The maximum power point tracking (MPPT) controller makes use of an electronic power conversion system to operate the solar panel at the voltage that maximizes its power output while converting its energy (minus a loss) to the battery’s voltage. By this strategy the amount of charging current can be maximized for any given situation.

The big issue with MPPT controllers is efficiency. It is difficult to build electronic power conversion systems that have a loss less than 7% to 10%. And, the loss can quickly eat up the MPPT’s gain. For instance in our example, the panel voltage is 22.5 Volts and the panel current is 2.26 Amps for a total power input to the MPPT controller of 22.5 * 2.26 = 51 Watts. If the energy conversion process has a 10% loss then 51Watts * 0.9 = 46 Watts comes out. The battery voltage is 12.3 so the MPPT unit’s output current is 46/12.3 = 3.7 Amps. In this example, there is a current boost of 3.7/2.5 ~ 1.5:1.
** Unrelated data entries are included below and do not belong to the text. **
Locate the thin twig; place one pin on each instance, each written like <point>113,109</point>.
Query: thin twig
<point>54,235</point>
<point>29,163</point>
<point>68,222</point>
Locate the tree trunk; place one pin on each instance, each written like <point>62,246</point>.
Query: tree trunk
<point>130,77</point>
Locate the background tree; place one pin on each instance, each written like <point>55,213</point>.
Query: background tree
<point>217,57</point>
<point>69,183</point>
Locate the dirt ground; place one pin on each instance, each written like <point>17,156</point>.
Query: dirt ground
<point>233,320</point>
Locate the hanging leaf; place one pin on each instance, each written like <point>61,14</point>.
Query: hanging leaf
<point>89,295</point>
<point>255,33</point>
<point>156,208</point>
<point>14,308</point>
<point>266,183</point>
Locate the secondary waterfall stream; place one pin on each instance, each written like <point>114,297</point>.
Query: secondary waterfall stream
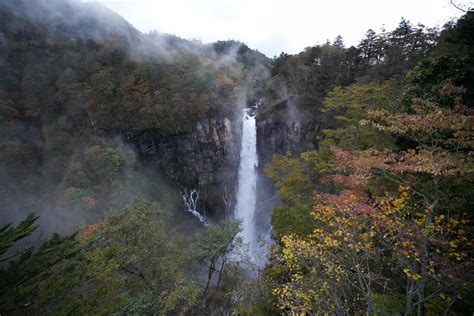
<point>247,185</point>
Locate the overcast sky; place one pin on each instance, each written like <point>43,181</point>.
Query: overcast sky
<point>273,26</point>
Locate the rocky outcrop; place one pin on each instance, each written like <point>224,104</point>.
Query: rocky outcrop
<point>280,129</point>
<point>205,159</point>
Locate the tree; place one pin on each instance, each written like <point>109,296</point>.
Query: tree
<point>214,244</point>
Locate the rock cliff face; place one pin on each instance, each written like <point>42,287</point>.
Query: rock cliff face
<point>281,128</point>
<point>205,159</point>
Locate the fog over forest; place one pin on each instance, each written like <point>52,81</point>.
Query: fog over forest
<point>143,173</point>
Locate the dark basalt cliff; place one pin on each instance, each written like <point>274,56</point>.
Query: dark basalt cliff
<point>281,128</point>
<point>205,159</point>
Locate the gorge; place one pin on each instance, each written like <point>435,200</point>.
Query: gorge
<point>147,174</point>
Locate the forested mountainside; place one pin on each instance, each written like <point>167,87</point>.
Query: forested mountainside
<point>105,132</point>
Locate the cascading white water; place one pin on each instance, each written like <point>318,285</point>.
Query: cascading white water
<point>247,189</point>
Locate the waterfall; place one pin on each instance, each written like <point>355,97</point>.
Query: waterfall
<point>190,201</point>
<point>247,187</point>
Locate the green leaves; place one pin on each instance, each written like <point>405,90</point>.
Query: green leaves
<point>217,240</point>
<point>9,234</point>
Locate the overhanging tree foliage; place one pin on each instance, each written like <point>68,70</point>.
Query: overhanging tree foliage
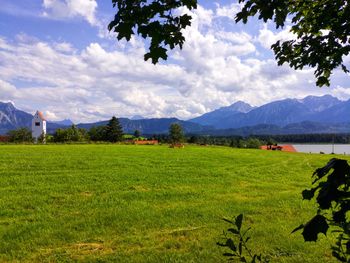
<point>321,27</point>
<point>333,198</point>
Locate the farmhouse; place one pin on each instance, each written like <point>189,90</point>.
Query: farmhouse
<point>38,125</point>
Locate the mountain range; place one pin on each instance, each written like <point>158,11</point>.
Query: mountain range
<point>312,114</point>
<point>325,109</point>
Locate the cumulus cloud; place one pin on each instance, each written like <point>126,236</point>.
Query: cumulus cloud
<point>215,68</point>
<point>60,9</point>
<point>268,37</point>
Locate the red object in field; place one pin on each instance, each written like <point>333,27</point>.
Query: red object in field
<point>283,148</point>
<point>4,138</point>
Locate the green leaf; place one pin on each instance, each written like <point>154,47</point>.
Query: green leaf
<point>298,228</point>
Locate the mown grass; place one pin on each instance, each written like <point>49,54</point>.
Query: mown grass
<point>114,203</point>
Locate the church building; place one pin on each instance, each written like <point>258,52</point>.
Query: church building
<point>38,125</point>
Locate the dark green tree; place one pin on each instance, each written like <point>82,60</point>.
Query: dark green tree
<point>114,131</point>
<point>20,135</point>
<point>176,134</point>
<point>331,192</point>
<point>97,133</point>
<point>72,134</point>
<point>322,29</point>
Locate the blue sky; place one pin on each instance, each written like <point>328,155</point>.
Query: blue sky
<point>57,56</point>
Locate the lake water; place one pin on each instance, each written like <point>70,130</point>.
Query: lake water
<point>326,148</point>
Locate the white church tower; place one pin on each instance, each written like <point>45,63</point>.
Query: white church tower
<point>38,125</point>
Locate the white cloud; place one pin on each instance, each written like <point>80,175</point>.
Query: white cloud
<point>228,11</point>
<point>268,37</point>
<point>60,9</point>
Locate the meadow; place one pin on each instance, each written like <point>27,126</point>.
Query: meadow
<point>119,203</point>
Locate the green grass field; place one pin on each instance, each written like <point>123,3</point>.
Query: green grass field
<point>114,203</point>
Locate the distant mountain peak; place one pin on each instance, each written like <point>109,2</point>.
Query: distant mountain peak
<point>321,103</point>
<point>239,106</point>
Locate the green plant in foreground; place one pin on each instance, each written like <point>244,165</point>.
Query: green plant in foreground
<point>238,244</point>
<point>333,199</point>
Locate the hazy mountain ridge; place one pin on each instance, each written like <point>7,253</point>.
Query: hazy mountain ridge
<point>326,109</point>
<point>312,114</point>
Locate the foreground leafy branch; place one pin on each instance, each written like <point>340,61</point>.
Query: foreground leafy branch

In our example, as the day wears on and the panels get warmer and as the battery voltage increases with charge the amount of current will decline. When the panel voltage falls to 1/0.9 = 1.11 times the battery voltage, the MPPT’s current gain will be unity. At this point, one could hook the solar panel directly to the battery for better performance. In fact many MPPT units sense when there would be no current gain and return to a switched mode operation.

The efficiency of the HPV-25 controller sold by LD is not specified for energy conversion efficiency. AM Solar has apparently discontinued that controller (which they built themselves) in favor of the Solar Boost 2000 MPPT controller. This unit is specified to have a conversion efficiency of 95% at 15 amps of output. There is no specification for lower output currents but one must assume the efficiency will be lower.

[1] If you park the coach so that 45° tipped up panels face exactly south, you will get about 56 Amp-hours of charge.